Pédophilie au sein de l'Église : le cardinal Barbarin est "solidaire et héritier" de cette "culture de l'abus et du silence"
Christine Pedotti, directrice de la rédaction de "Témoignage chrétien" a réagi sur franceinfo à l'ouverture du procès du cardinal Barbarin pour "non-dénonciation d'agressions sexuelles sur mineurs".
"C'est assez légitime" que le cardinal Philippe Barbarin "ait à répondre de cette "culture de l'abus et du silence" dont il est "solidaire" et "l'héritier", estime lundi 7 janvier sur franceinfo Christine Pedotti, directrice de la rédaction de Témoignage chrétien, à l'initiative l'automne dernier d'un appel à la création d'une commission d'enquête parlementaire sur la pédophilie dans l'Église. Alors que le procès du cardinal Barbarin s'est ouvert lundi à Lyon pour "non-dénonciation d'agressions sexuelles sur mineurs", elle évoque un "désastre moral" pour l'Église catholique. Christine Pedotti en appelle également à une meilleure éducation des enfants sur la sexualité : "La meilleure façon de protéger les enfants, c'est de les éduquer à la protection de leur propre corps", souligne-t-elle.

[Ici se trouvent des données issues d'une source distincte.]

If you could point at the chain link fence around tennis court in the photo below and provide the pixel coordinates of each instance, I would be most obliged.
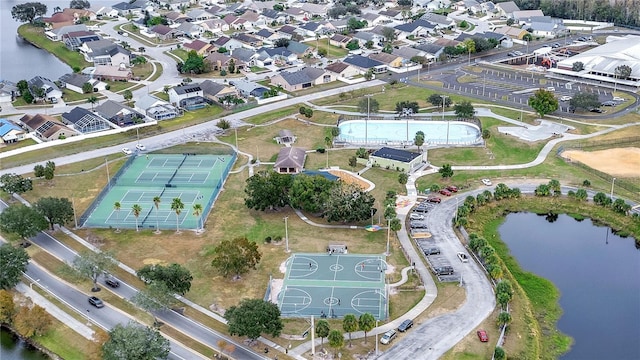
(630, 185)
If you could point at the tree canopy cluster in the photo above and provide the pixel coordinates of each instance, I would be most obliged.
(336, 201)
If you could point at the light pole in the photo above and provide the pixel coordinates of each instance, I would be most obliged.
(106, 164)
(286, 233)
(444, 100)
(613, 181)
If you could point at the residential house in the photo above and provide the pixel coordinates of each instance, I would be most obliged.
(51, 91)
(245, 56)
(84, 121)
(273, 16)
(105, 52)
(104, 11)
(176, 17)
(512, 32)
(57, 34)
(126, 8)
(10, 132)
(67, 17)
(290, 160)
(365, 64)
(8, 91)
(339, 40)
(302, 79)
(200, 47)
(524, 16)
(220, 61)
(296, 14)
(46, 127)
(228, 43)
(119, 114)
(417, 28)
(299, 49)
(75, 39)
(199, 14)
(287, 31)
(390, 60)
(402, 160)
(163, 32)
(285, 137)
(190, 30)
(75, 82)
(190, 97)
(507, 9)
(374, 18)
(112, 73)
(215, 91)
(156, 108)
(439, 21)
(248, 41)
(215, 25)
(248, 88)
(342, 70)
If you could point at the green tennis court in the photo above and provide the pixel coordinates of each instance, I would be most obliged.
(194, 179)
(331, 286)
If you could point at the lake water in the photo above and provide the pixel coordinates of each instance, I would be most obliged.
(21, 60)
(12, 348)
(597, 273)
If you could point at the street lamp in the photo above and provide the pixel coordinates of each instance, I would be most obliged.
(613, 181)
(286, 233)
(444, 100)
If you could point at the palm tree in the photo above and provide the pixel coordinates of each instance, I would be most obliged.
(116, 207)
(137, 209)
(156, 202)
(177, 205)
(197, 211)
(92, 100)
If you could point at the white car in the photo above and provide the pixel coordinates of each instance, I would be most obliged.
(414, 216)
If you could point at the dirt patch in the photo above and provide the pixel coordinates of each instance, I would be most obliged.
(350, 178)
(622, 162)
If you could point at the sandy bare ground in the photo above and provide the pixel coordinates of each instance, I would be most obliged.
(622, 162)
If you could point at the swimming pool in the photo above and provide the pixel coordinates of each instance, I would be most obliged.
(404, 131)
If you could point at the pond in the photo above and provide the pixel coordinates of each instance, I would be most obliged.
(597, 273)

franceinfo : Pourquoi, selon vous, le cardinal Barbarin n'a-t-il pas dénoncé le père Preynat ? C'était la volonté de ne pas éclabousser une institution ?

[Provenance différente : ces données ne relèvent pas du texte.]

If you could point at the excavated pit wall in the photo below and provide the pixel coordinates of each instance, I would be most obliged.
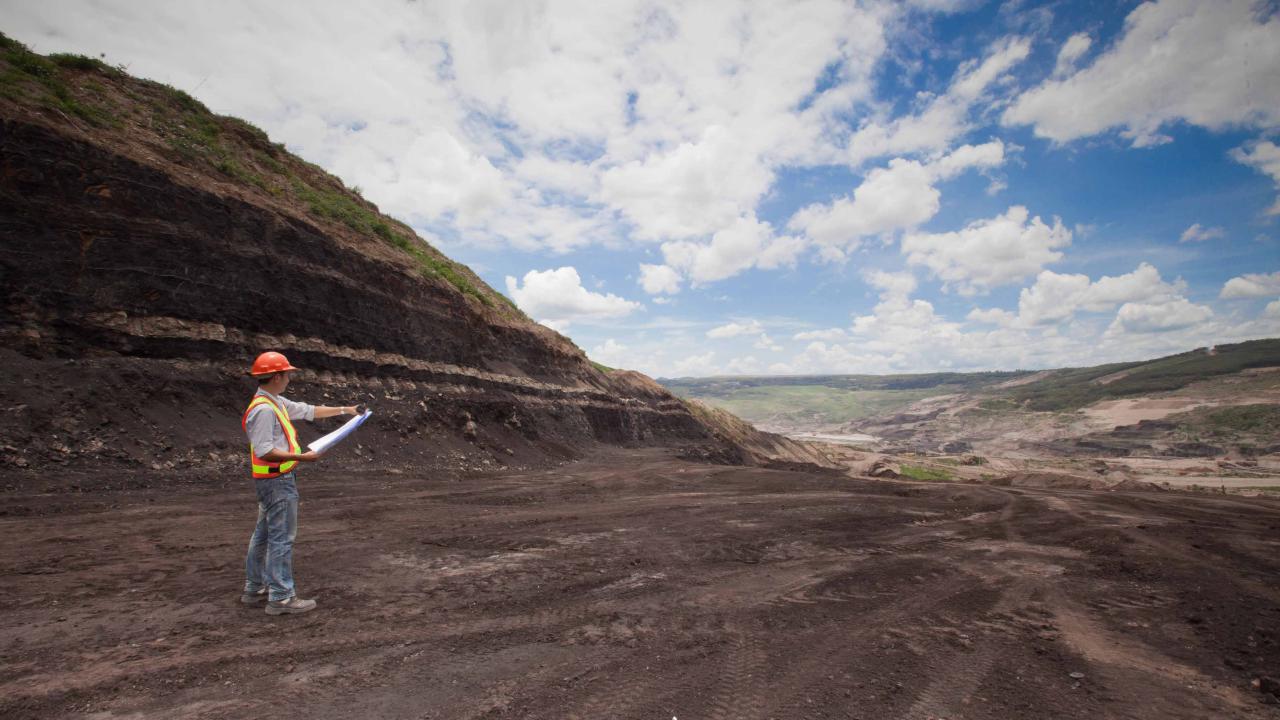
(132, 304)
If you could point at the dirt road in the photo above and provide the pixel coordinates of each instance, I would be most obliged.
(639, 586)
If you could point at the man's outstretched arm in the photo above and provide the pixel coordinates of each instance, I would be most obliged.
(327, 411)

Christine Pedotti : Parce que précisément il est une partie de ce système. Ce qui est très intéressant [dans ce procès], c'est que le cardinal Barbarin, ce n'est pas le lampiste ! Là, même s'il est présent comme "représentant d'un système", comme le plaident ses avocats, il incarne l'un des plus hauts sommets de l'Église de France. C'est donc assez légitime qu'il ait à répondre de cette logique du silence dont il est aussi l'héritier puisqu'il y a quand même trois cardinaux archevêques qui l'ont précédé et qui ont permis ce silence. Il en est solidaire. Ce n'est pas anormal que ce soit lui qui soit là aujourd'hui à la barre du tribunal.

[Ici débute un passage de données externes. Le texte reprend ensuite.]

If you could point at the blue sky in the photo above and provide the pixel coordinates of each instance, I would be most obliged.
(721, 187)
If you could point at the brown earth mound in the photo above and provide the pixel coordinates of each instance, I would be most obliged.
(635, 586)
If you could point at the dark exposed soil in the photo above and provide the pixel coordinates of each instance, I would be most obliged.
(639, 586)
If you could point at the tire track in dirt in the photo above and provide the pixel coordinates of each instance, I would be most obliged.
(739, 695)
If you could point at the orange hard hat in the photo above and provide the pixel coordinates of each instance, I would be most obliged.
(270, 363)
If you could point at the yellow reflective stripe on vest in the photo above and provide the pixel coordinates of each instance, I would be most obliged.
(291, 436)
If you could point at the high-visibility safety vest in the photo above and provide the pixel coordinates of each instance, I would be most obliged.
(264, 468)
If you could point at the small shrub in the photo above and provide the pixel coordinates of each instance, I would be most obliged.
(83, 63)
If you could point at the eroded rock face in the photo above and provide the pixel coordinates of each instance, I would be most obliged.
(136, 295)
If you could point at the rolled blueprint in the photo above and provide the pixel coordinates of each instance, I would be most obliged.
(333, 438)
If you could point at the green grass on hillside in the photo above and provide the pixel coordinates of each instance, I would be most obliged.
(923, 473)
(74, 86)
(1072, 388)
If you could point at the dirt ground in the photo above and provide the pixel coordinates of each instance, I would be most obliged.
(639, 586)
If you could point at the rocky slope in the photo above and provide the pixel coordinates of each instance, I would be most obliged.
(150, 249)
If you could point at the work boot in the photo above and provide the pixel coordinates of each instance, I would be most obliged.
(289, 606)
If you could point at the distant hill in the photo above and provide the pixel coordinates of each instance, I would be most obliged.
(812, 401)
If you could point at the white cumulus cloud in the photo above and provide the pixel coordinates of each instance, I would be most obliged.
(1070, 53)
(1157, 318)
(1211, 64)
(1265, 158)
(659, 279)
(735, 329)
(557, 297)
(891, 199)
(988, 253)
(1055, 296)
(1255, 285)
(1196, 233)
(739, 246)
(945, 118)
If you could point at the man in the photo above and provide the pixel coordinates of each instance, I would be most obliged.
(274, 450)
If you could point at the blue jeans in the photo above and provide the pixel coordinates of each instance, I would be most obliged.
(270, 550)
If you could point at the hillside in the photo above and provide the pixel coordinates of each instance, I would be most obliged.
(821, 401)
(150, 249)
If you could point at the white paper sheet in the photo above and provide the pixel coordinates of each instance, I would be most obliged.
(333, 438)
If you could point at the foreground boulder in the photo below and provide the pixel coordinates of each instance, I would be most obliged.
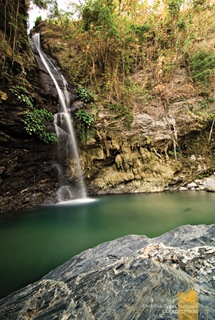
(133, 277)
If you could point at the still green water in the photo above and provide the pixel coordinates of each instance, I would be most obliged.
(37, 241)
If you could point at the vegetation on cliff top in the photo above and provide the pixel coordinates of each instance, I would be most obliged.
(112, 40)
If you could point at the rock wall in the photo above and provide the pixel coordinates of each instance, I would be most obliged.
(133, 277)
(27, 174)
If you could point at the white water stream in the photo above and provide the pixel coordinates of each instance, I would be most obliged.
(64, 130)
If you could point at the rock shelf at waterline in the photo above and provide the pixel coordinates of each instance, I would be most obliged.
(133, 277)
(76, 201)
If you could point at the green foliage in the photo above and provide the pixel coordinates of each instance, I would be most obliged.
(35, 123)
(121, 110)
(84, 94)
(23, 95)
(98, 14)
(85, 117)
(174, 6)
(140, 31)
(85, 125)
(202, 66)
(37, 21)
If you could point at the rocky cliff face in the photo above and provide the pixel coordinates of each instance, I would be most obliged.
(27, 174)
(170, 140)
(133, 277)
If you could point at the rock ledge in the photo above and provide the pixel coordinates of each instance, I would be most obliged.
(133, 277)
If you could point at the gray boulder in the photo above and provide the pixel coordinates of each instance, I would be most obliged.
(130, 278)
(210, 184)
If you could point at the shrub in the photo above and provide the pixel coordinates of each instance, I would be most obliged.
(35, 123)
(202, 66)
(84, 94)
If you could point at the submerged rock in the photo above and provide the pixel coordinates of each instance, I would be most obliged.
(133, 277)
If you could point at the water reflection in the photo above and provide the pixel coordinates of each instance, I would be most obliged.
(36, 241)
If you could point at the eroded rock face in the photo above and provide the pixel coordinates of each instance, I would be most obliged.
(133, 277)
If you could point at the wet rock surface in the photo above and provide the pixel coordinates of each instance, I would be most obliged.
(133, 277)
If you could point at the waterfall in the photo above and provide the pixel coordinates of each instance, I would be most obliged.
(67, 144)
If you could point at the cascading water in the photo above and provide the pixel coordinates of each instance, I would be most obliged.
(67, 144)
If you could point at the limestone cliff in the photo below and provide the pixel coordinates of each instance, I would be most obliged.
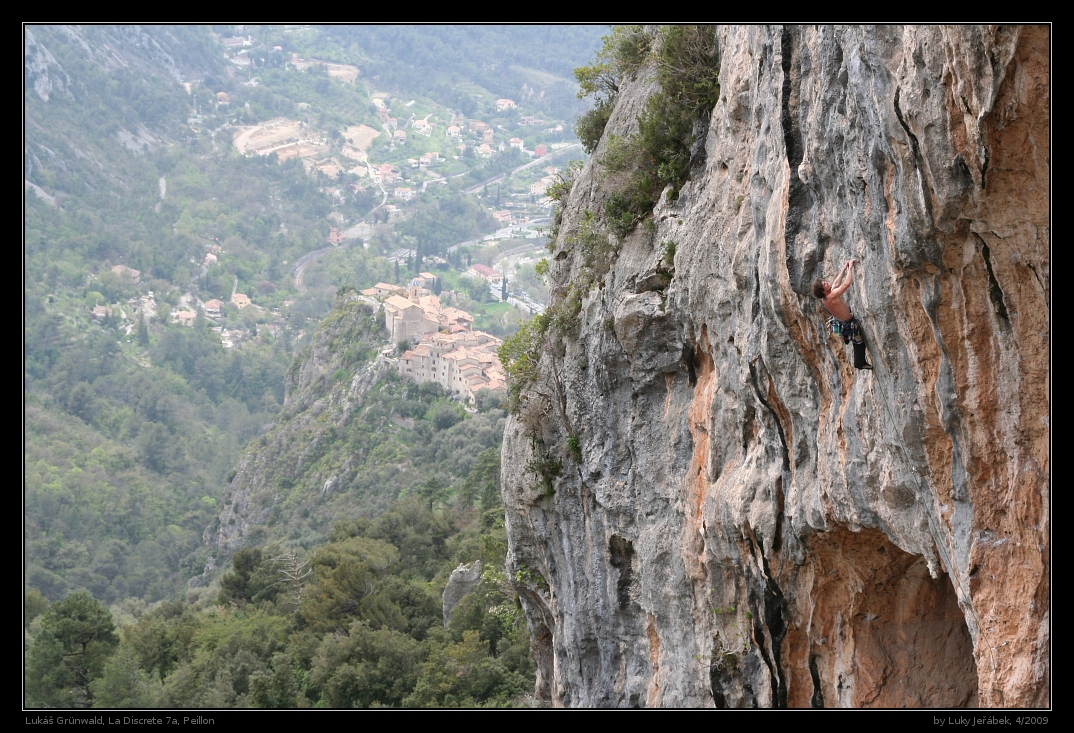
(741, 518)
(303, 463)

Finalement, ces actes n'ont-ils pas été gardés sous silence parce qu'ils étaient trop répandus au sein de l'Église de France ?
En tout cas, c'est ce que pense le pape, puisque le pape lui-même, le 20 août, a écrit une lettre dans laquelle il parle d'une culture de l'abus qu'il décline en trois termes : l'abus de pouvoir, l'abus de confiance et l'abus sexuel. Et quand il y a une culture de l'abus, cela veut dire que c'est quelque chose qui est ancré, qui est partagé. Et au fond, cette culture du silence et de l'omerta que nous observons a comme origine cette culture de l'abus qui fait qu'effectivement il n'y a pas de respect des personnes. C'est quand même incroyablement grave pour l'Église catholique. Moi j'en parle avec émotion parce que c'est ma maison, l'Église catholique. Je ne suis pas extérieure à elle. Et de penser que cette culture de l'abus ait pu prospérer, c'est un vrai désastre moral.
Est-ce un problème, selon vous, que la sexualité ne soit jamais évoquée au sein de l'Église ?
La parole de l'Église à l'égard de la sexualité est une parole qui est très contournée, très empruntée, on est dans une forme de prohibition. La sexualité, c'est un truc dont on ne parle pas et dont on ne parle particulièrement pas aux enfants, ce qui est dramatique, parce que la meilleure façon de protéger les enfants, c'est de les éduquer à la protection de leur propre corps. Il y a donc une nécessité de faire une éducation des enfants pour leur dire que leur corps leur appartient. Cela suppose qu'on soit un peu plus détendu sur la question de la sexualité et qu'on ne considère pas que toutes les fois qu'on prononce le mot "sexe" on est déjà en train de mettre la main dans le péché.